Reefs' stunt is food for thought
COMMUTERS heading to work via South Shore this morning may have noticed staff at The Reefs attempting to redefine the term 'drive-thru'.
While there is no chance of a fast-food restaurant cropping up at the Southampton resort any time soon, waiters and waitresses from the hotel's newest eatery, Royston's, spent the morning handing out samples from their new brunch menu to rush-hour drivers.
If you missed the hotel's free breakfast-on-the-go, fear not: uniformed staff members will be back on the road this evening from 5 p.m. to 6 p.m., weaving through the cars, armed with trays of canapés and bite-sized versions of popular dishes for those battling the traffic.
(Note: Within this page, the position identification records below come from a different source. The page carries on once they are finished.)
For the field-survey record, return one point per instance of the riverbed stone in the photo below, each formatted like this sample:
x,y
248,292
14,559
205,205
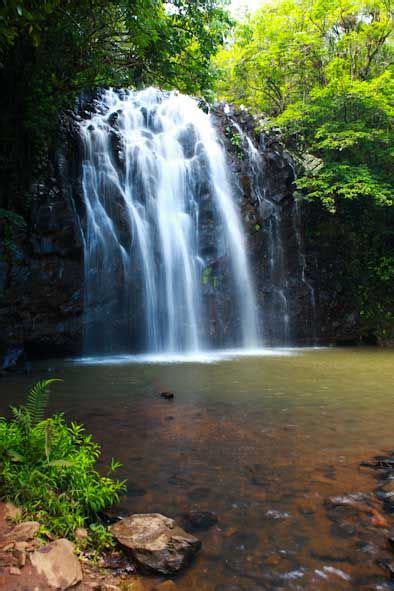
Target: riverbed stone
x,y
57,563
198,520
155,542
The stunt, which will be replicated every morning and evening for the next week, aims to whet the Bermudian public's appetite for The Reefs' overhauled brunch menu, as well as its latest restaurant, Royston's, the product of an extensive renovation completed earlier this autumn.
Dedicated to hotel owner David Dodwell's late father, the restaurant is intended to reflect the personality of Royston Dodwell, down to the use of his handwriting on the menus and wine list.
Royston's has been designed to resemble a traditional supper club, and includes a 1,000-bottle wine room that can also serve as a private dining room for parties.
The Reefs' well-known Sunday brunch has similarly been revitalised and will now span both the resorts' new restaurants as well as its display kitchen ¿ the focal point of the entire operation.
"Our goal was to offer the same great brunch that everyone loved, but we wanted to take it to the next level by offering something new and innovative," said director of operations Perry Robinson.
"Our food station right in the kitchen allows guests to interact with the chefs and take in a whole new brunch experience."